Alzheimer's is the most common type of dementia. The disease destroys brain cells and symptoms can include confusion, anger, mood swings, language breakdown and long-term memory loss. Check out 10 Alzheimer's warning signs to get additional information.

Over 5 million Americans suffer from Alzheimer's Disease. For more detailed info, read our article An Intro To Alzheimer's Disease.

Caring for a person with Alzheimer's disease involves specialized services that differ from other types of senior housing. In many assisted living or nursing home facilities, the Alzheimer's care is delivered in separate areas. Generally, the residents live in semi-private apartments and have structured activities delivered by staff members trained in Alzheimer's and dementia care. Most of these living environments have secured areas to prevent wandering, a common symptom of the disease. Often, residents have access to outdoor walking paths or gardens which are within secured areas.

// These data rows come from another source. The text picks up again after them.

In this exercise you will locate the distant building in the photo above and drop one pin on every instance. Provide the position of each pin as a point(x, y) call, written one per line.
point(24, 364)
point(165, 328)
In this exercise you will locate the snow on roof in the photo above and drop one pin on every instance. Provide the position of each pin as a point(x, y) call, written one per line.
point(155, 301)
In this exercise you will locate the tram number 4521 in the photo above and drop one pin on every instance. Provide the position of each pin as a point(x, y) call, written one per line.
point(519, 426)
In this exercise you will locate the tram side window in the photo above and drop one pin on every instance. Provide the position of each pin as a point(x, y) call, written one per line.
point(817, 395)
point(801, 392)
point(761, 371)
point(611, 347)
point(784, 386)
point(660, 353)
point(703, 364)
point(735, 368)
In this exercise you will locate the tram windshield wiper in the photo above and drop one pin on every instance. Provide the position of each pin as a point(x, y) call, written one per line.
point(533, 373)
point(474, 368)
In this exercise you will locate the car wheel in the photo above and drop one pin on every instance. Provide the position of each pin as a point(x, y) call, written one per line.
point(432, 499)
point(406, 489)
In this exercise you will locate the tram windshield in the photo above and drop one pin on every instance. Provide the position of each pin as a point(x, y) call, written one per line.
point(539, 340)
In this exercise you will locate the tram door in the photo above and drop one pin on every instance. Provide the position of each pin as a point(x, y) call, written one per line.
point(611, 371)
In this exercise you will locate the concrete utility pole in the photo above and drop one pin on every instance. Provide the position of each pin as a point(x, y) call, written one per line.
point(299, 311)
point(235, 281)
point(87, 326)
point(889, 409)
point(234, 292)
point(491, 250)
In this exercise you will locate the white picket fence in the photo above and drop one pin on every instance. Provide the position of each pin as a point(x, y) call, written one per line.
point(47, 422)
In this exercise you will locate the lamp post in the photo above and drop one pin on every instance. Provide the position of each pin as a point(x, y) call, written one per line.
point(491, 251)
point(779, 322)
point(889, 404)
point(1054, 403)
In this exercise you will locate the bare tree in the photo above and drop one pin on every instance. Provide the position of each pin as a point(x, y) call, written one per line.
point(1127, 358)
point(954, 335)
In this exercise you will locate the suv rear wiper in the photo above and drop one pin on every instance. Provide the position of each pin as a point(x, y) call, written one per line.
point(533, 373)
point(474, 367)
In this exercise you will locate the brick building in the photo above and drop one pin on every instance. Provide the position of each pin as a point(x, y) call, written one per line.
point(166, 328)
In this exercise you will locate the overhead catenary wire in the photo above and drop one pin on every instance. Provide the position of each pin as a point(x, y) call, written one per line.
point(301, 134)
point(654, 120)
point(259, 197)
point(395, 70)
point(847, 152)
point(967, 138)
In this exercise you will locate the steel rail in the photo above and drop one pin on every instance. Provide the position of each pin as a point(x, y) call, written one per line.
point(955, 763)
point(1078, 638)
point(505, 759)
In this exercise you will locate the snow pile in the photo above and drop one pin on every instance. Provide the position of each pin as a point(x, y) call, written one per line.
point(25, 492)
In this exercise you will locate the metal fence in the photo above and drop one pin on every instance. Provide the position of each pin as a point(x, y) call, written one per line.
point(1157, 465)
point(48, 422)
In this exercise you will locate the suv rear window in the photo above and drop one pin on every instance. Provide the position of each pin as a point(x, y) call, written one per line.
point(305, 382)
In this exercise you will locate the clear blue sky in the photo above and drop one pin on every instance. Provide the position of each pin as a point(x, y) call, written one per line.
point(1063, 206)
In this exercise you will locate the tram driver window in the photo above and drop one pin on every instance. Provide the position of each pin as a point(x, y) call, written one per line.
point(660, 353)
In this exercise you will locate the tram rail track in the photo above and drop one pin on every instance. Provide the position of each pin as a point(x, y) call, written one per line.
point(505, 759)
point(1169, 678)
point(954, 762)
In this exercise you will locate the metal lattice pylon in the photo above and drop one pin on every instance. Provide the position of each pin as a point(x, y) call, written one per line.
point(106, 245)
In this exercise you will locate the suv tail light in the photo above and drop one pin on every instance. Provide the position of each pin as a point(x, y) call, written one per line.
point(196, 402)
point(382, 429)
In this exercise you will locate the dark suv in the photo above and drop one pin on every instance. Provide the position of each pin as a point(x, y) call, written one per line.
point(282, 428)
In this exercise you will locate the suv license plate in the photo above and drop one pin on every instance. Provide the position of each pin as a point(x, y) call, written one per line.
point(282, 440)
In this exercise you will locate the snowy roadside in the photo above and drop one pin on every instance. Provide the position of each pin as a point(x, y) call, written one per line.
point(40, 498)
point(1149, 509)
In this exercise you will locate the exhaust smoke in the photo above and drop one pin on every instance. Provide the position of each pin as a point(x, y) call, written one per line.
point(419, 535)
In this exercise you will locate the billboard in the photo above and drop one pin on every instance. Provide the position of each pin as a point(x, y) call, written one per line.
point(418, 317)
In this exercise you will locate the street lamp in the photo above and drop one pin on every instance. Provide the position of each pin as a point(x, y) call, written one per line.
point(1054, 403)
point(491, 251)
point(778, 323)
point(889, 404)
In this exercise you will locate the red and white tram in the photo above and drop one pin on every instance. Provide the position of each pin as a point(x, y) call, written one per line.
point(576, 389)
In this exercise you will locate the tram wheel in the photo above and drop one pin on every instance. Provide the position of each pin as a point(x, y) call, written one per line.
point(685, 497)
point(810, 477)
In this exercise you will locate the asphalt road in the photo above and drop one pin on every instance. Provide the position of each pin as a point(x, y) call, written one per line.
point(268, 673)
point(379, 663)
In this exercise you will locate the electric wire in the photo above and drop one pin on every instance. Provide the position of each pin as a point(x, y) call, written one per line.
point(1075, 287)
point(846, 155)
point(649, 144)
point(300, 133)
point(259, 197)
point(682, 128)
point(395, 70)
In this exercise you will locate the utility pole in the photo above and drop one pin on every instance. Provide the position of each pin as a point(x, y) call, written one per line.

There are also stand alone memory care communities called Alzheimer's special care units or memory care units, intended to to better meet the specialized needs of residents with the disease. These memory care communities have been designed specifically for seniors suffering from Alzheimer's disease or dementia and often have features like a circular layout to ensure a resident won't encounter a 'dead-end' in a hallway (a potential source of stress for advanced cases of Alzheimer's).

What is the best type of care for a loved one with the disease? When making a decision, it is important to ask if there is specialized care offered for residents with Alzheimer's disease or other forms of dementia.